Trump team says Energy Department questionnaire "was not authorized"
President-elect Donald Trump’s transition team said a controversial Energy Department questionnaire, which asked for the names of employees involved in the agency’s climate change efforts, “was not authorized.”
The statement from the transition team further said the person responsible had been “counseled.”
Environmentalists were outraged last week by the questionnaire the Trump transition team sent to the Energy Department that asked for a list of staffers who worked on climate change -- a request the administration refused out of concern it could be used to try to purge climate-change believers.
“We will be forthcoming with all publicly-available information with the transition team,” spokesperson Eben Burnham-Snyder said in a statement Tuesday. But, “[w]e will not be providing any individual names to the transition team.”
On Tuesday, the White House backed up the Energy Department’s position.
“Our principle -- this is a principle that presidents of both parties have long abided by -- is that we should observe the protections that are in place that ensure that career civil servants are evaluated based on merit and not on politics,” White House Press Secretary Josh Earnest told reporters.

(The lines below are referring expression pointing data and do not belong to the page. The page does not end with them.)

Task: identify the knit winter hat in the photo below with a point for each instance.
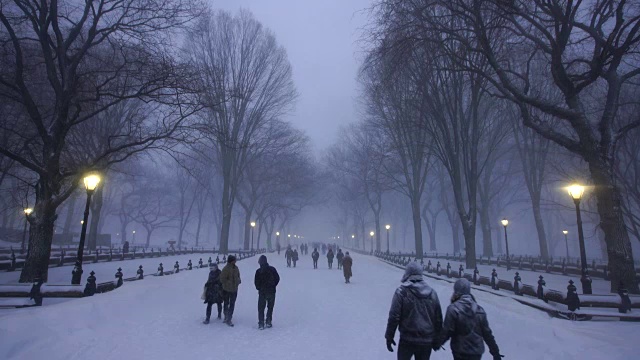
(412, 269)
(462, 287)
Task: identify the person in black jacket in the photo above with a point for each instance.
(213, 291)
(266, 280)
(415, 309)
(467, 326)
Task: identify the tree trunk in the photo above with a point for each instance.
(41, 224)
(485, 223)
(542, 236)
(619, 250)
(417, 225)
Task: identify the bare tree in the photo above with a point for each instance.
(65, 63)
(246, 81)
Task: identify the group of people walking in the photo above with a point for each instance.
(415, 310)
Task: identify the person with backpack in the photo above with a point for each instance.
(230, 278)
(330, 258)
(213, 292)
(266, 281)
(415, 310)
(467, 326)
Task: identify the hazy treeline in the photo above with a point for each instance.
(471, 106)
(177, 106)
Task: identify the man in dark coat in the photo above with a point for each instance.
(213, 291)
(415, 310)
(347, 263)
(230, 279)
(266, 280)
(467, 326)
(295, 257)
(339, 257)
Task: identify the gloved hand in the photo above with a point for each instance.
(389, 343)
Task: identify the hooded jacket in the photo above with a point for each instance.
(466, 324)
(266, 278)
(415, 310)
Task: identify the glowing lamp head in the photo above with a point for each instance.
(91, 182)
(576, 191)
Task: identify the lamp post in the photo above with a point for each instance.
(90, 184)
(371, 234)
(388, 227)
(27, 212)
(253, 226)
(576, 191)
(566, 243)
(505, 222)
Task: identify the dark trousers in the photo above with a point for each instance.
(418, 352)
(229, 304)
(209, 305)
(268, 301)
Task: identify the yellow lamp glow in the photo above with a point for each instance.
(91, 182)
(575, 191)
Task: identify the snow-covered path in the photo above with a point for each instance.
(316, 316)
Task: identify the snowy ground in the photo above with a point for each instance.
(317, 316)
(554, 281)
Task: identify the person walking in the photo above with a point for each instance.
(230, 278)
(347, 262)
(467, 326)
(294, 257)
(330, 258)
(266, 281)
(415, 310)
(213, 292)
(288, 254)
(339, 257)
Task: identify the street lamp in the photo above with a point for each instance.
(566, 243)
(253, 226)
(27, 212)
(90, 183)
(388, 227)
(505, 222)
(372, 233)
(576, 191)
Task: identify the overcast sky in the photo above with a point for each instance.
(321, 38)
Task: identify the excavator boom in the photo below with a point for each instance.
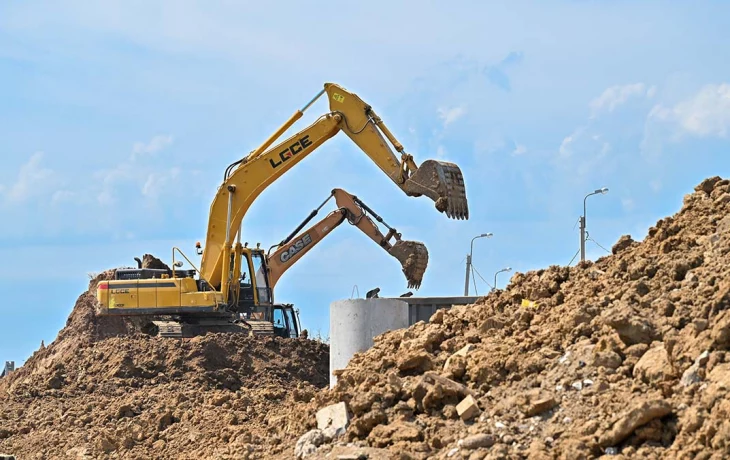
(247, 178)
(412, 255)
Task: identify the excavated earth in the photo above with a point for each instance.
(626, 357)
(103, 390)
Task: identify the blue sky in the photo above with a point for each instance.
(117, 120)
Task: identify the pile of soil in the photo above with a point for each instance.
(624, 357)
(103, 389)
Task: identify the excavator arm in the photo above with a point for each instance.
(244, 180)
(413, 256)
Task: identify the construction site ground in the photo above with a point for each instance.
(624, 357)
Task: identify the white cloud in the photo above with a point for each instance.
(63, 196)
(158, 183)
(34, 179)
(451, 115)
(617, 95)
(628, 204)
(705, 114)
(519, 150)
(155, 145)
(566, 147)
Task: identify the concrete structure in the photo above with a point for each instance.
(422, 308)
(354, 323)
(9, 367)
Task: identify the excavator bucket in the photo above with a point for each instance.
(443, 183)
(413, 257)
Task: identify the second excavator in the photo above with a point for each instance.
(250, 304)
(218, 286)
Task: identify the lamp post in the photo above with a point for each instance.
(602, 191)
(468, 260)
(495, 276)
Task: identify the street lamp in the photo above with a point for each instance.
(601, 191)
(468, 260)
(495, 276)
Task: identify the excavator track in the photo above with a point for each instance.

“I’m sure the President-elect used the same kind of criteria when choosing his new Department of Energy secretary as well,” Earnest added.
The questionnaire, obtained by CBS News on Friday, asked questions including, “Which programs within [the Department of Energy] are essential to meeting the goals of President Obama’s Climate Action Plan?” Another one asked recipients, “Can you provide a list of all Department of Energy employees or contractors who have attended any Interagency Working Group on the Social cost of Carbon meetings?”